= Pride celebrations in New Zealand =

LGBTQ+ pride is celebrated in New Zealand largely throughout February and March, as well as during the worldwide Pride Month in June. In addition to local New Zealand also celebrates global observances such as International Transgender Day of Visibility and Lesbian Visibility Week.
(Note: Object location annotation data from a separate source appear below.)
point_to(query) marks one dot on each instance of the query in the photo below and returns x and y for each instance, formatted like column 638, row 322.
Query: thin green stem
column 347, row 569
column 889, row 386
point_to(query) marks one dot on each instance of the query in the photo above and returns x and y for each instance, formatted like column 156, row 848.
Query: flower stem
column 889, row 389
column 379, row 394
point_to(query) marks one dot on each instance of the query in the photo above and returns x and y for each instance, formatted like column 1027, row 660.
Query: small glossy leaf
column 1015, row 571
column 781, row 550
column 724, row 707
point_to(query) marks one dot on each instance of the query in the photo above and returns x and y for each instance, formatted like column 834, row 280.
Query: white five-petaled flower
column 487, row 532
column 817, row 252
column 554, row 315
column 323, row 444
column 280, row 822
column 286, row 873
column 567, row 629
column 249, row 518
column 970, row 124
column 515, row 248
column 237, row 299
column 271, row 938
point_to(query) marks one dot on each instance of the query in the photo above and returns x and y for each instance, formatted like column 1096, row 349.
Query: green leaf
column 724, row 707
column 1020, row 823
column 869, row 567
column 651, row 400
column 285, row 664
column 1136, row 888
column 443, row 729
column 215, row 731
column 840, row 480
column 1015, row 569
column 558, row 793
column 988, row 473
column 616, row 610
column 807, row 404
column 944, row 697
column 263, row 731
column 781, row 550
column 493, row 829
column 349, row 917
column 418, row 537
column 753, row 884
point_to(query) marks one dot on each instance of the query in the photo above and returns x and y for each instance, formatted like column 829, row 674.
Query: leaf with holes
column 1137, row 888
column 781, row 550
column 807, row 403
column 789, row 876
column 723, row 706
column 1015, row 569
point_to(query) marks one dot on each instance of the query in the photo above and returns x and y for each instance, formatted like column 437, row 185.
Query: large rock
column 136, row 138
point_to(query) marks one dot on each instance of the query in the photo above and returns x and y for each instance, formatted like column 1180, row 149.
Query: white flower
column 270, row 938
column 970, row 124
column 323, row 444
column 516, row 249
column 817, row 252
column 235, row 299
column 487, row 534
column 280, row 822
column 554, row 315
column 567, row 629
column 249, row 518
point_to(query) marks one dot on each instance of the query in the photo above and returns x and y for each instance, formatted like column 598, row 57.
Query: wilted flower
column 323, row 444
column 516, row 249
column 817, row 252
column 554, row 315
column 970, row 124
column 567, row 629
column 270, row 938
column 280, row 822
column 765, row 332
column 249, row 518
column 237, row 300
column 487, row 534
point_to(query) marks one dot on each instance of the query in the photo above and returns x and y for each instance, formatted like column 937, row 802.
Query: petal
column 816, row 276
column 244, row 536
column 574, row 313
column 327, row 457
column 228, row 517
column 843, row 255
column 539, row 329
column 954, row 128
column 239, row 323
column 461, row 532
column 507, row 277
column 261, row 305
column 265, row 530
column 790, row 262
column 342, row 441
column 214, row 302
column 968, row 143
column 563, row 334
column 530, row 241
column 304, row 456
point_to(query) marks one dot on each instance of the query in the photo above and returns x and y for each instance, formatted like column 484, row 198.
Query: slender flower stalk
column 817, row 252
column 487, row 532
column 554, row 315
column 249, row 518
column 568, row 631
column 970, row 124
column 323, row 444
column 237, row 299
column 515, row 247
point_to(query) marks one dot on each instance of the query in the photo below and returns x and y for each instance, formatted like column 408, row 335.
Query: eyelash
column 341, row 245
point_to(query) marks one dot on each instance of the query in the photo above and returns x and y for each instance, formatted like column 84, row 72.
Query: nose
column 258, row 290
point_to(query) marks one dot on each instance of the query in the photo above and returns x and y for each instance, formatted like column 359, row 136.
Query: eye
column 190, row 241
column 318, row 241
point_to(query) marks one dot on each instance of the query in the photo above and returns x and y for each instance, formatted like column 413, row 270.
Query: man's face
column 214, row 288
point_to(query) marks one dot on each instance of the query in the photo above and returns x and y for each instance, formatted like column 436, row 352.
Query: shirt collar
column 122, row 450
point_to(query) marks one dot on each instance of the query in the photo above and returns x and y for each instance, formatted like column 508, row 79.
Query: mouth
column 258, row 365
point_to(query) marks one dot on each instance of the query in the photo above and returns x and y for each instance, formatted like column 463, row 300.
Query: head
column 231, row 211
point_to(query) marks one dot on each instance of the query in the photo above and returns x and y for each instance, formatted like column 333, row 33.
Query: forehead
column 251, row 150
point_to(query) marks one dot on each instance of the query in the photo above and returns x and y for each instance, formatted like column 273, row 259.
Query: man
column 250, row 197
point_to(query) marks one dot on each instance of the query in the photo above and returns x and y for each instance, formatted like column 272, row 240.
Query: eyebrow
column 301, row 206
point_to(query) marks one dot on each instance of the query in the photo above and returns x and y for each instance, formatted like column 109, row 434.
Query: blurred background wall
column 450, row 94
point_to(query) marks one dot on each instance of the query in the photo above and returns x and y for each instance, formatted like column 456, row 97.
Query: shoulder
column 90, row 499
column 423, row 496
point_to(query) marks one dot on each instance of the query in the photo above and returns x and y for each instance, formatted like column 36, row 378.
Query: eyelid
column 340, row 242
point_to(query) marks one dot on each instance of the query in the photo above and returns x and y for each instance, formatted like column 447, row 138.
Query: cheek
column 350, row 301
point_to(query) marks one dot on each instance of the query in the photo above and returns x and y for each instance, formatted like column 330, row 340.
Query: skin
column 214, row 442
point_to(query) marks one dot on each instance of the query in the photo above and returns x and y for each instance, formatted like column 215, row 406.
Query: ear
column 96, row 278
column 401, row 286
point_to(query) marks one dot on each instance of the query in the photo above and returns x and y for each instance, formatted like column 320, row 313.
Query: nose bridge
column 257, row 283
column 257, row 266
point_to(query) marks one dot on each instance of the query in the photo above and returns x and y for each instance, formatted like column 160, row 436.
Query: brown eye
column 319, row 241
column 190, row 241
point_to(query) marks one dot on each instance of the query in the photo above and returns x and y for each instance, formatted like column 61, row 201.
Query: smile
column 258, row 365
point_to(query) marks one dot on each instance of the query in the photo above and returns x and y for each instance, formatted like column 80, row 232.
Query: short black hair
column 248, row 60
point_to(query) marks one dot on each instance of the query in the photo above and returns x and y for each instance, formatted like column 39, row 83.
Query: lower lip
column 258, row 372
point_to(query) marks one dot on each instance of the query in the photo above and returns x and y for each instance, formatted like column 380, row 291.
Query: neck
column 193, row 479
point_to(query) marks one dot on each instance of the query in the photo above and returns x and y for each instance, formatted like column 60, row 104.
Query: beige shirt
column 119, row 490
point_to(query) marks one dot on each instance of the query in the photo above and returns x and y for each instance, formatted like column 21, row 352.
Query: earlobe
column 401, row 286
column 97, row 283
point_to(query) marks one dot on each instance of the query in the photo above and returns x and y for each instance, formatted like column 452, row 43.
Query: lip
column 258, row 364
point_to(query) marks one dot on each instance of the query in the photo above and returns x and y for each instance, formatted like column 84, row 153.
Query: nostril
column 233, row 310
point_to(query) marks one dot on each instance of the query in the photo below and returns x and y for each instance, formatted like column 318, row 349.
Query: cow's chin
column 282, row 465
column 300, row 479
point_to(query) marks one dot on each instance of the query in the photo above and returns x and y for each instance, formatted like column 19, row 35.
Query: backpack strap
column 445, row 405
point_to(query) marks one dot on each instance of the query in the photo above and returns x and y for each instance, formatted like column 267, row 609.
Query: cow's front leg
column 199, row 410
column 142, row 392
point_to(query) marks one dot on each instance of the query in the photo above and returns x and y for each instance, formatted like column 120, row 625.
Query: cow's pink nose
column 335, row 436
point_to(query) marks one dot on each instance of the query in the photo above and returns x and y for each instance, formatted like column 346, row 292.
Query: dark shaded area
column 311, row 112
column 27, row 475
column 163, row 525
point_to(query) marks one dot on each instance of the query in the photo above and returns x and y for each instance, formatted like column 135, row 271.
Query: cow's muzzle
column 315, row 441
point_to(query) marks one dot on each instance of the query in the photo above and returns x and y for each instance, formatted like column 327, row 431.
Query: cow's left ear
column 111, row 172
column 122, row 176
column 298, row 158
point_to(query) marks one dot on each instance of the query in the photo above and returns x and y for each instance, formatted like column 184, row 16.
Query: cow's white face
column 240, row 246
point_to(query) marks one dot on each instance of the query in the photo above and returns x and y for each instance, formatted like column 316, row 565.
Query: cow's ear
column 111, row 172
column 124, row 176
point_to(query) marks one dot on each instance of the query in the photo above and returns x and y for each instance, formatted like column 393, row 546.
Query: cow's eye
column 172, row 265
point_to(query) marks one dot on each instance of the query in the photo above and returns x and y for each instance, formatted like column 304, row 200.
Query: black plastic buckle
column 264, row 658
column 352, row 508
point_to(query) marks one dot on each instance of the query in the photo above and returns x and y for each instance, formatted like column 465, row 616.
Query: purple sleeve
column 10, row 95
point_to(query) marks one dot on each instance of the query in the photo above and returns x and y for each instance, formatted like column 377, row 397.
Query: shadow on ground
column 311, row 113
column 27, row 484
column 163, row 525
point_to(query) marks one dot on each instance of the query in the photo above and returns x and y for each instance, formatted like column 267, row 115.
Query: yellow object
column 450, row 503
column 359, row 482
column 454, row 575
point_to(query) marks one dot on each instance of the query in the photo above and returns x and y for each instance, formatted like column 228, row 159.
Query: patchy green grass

== National pride celebrations ==
The anniversary of the 1986 Homosexual Law Reform Act is observed on 9 July, and the anniversary of same-sex marriage in New Zealand is observed on 19 August. The annual Sweat with Pride fundraiser event is held in June. GiveOUT Day is a nationwide day of fundraising for LGBTQ+ organisations held each October.

== By location ==
=== Auckland ===
The annual Auckland Pride Festival and Auckland Rainbow Parade are held in February, as is the Big Gay Out festival.

=== Christchurch ===
Christchurch Pride takes place throughout March. Festivities include a Rainbow Ride biking fundraiser, an interfaith Pride Service, and a closing picnic.

=== Dunedin ===
Dunedin Pride Month takes place each March.

=== Hamilton ===
In Hamilton, Pride Week takes place each April, culminating with a Pride in the Park picnic.

=== Marlborough ===
The Pride Wairau Festival takes place in June. In 2025, the festival's Pride rally was disrupted by Destiny Church demonstrators.

=== Nelson ===
The Whakatū Pride Festival is held annually in April.

=== Paekākāriki ===
Paekākāriki has annual pride festivals in October, which includes a self-proclaimed world's shortest pride parade.

=== Palmerston North ===
The annual Palmy Drag Fest takes place in October, accompanied by a Rainbow Fair of vendors and performers.

=== Queenstown ===
The annual Winter Pride Festival takes place each August in Queenstown. In 2026, Winter Pride organisers announced a hiatus, but stated intentions to resume the festival in 2027.

=== Rotorua ===
The Rotorua Chamber of Pride hosts Matariki Pride events in June.

=== Taranaki ===
Pride Taranaki Pride Week is held annually in April.

=== Tauranga ===
The city of Tauranga observes Pride Month in April.

=== Wellington ===
Wellington Pride Festival originated with the 1986 Newtown Lesbian and Gay Fair, organized to support the Homosexual Law Reform Act. The Wellington International Pride Parade branched off as an independent organisation in 2017.

=== Whangārei ===
Whangārei Pride Festival events are held throughout March.

=== Whanganui ===
Whanganui observes Pride Week in June.